# The Workflow of Cluster Version and Execution Mode
OpenMLDB provides different execution modes at different stages of whole feature engineering workflow. Execution modes have been classified in detail to match every working steps, especially for the cluster version that often used in a production environment. You can find out the whole process, from feature extraction to online deployment, and corresponding execution mode in this manual.
## 1. Overview of OpenMLDB Workflow
### 1.1 The Whole Workflow of Feature Engineering
The typical feature engineering process based on openMLDB, from feature extraction to online deployment, is as follows.
1. **Offline Data Import**
Offline data should be imported in this stage for subsequent offline feature extraction.
2. **Offline Feature Development**
The feature engineering script is developed and optimized until the quality is satisfied. Note that machine learning model development and tunning are involved as well during this step. However this article only focuses on the feature engineering based on OpenMLDB.
3. **Online Deployment for Feature Scripts**
After obtaining satisfactory feature extraction script, it is deployed online.
4. **Import Data for Cold-start**
Data in the windows of the online storage engine must be imported before it goes online. For example, if the script will aggregate data for the last three months, the data for those three months needs to be imported for cold-start.
5. **Real-time Data Import**
After the system being deployed online, the latest data needs to be imported to maintain the window computing logic as time goes by. Therefore, real-time data import is required.
6. **Online Data Preview (Optional)**
You can preview online data by running SQL commands in this stage.
7. **Request Service in Real Time**
After the solution is deployed and the input data stream is correctly connected, a real-time feature computing service is ready to respond to real-time requests.
### 1.2 Overview of Cluster Execution Modes
Since data objects are different in offline and online scenarios, their underlying storage and computing nodes are different. Therefore, OpenMLDB provides different execution modes to complete the processes mentioned in 1.1. The following table summarizes the execution modes used for each step in feature engineering. Important concepts about execution modes will be introduced later.

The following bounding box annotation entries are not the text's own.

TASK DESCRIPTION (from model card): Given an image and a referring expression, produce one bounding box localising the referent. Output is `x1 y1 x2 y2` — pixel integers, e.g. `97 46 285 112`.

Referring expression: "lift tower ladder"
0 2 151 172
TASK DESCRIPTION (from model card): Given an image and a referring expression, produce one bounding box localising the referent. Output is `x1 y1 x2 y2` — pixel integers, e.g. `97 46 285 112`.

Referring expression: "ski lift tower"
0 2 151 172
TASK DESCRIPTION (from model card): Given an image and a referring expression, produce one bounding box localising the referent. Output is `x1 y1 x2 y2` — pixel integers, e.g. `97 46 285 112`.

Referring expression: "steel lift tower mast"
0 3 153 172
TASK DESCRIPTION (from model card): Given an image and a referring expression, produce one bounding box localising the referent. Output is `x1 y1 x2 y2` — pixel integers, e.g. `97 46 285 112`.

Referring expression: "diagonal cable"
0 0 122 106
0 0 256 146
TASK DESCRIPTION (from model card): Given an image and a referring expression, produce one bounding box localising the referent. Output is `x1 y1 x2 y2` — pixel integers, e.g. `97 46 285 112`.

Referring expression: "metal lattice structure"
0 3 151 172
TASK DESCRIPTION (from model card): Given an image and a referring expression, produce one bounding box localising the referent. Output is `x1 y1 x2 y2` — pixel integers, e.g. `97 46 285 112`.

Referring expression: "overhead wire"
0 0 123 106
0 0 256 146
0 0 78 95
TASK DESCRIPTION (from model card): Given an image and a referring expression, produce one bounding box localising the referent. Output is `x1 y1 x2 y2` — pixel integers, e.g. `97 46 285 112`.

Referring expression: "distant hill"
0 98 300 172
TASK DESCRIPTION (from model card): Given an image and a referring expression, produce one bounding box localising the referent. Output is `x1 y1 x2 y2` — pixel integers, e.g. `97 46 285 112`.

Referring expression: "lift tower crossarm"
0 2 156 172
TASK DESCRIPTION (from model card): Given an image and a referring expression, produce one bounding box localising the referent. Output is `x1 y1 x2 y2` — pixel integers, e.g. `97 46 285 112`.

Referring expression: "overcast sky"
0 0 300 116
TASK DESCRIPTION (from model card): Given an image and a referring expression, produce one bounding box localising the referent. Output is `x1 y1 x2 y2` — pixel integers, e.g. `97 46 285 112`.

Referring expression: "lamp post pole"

| Stage | Execution Mode | Development Tool | Introduction |
| ----------------------------------------- | -------------- | -------------------------- | ------------------------------------------------------------ |
| 1.**Offline Data Import** | the offline mode | CLI | - `LOAD DATA` command
|
| 2. **Offline Feature Development** | the offline mode | CLI | - all SQL statements of OpenMLDB are supported
- some SQL queries (e.g.,`SELECT`) run in non-blocking asynchronous mode |
| 3. **Feature Extraction Plan Deployment** | the offline mode | CLI | - `DEPLOY` command |
| 4. **Import Data for Cold-start** | the online preview mode | CLI, Import Tools | - `LOAD DATA` command for CLI
- or you can use the independent import tool `openmldb-import` |
| 5. **Real-time Data Import** | the online preview mode | REST APIs, Java/Python SDK | - Data insert APIs of OpenMLDB are called by third-party data sources to import real-time data. |
| 6. **Online Data Preview (Optional)** | the online preview mode | CLI, Java/Python SDK | - Currently `LAST JOIN`, `ORDER BY` are not supported temporarily |
| 7. **Real-time Feature Processing** | the online request mode | REST APIs, Java/Python SDK | - all SQL syntax of OpenMLDB is supported
- both REST APIs and Java SDK support single-line and batch request
- Python SDK only support single-line request |
As the table shown above, execution modes can be categorized as `the offline mode`, `the online preview mode` and `the online request mode`. The following figure summarizes the entire feature engineering process and corresponding execution modes. Detailed introduction of each of these modes will be shown later in this page.
![image-20220310170024349](images/modes-flow-en.png)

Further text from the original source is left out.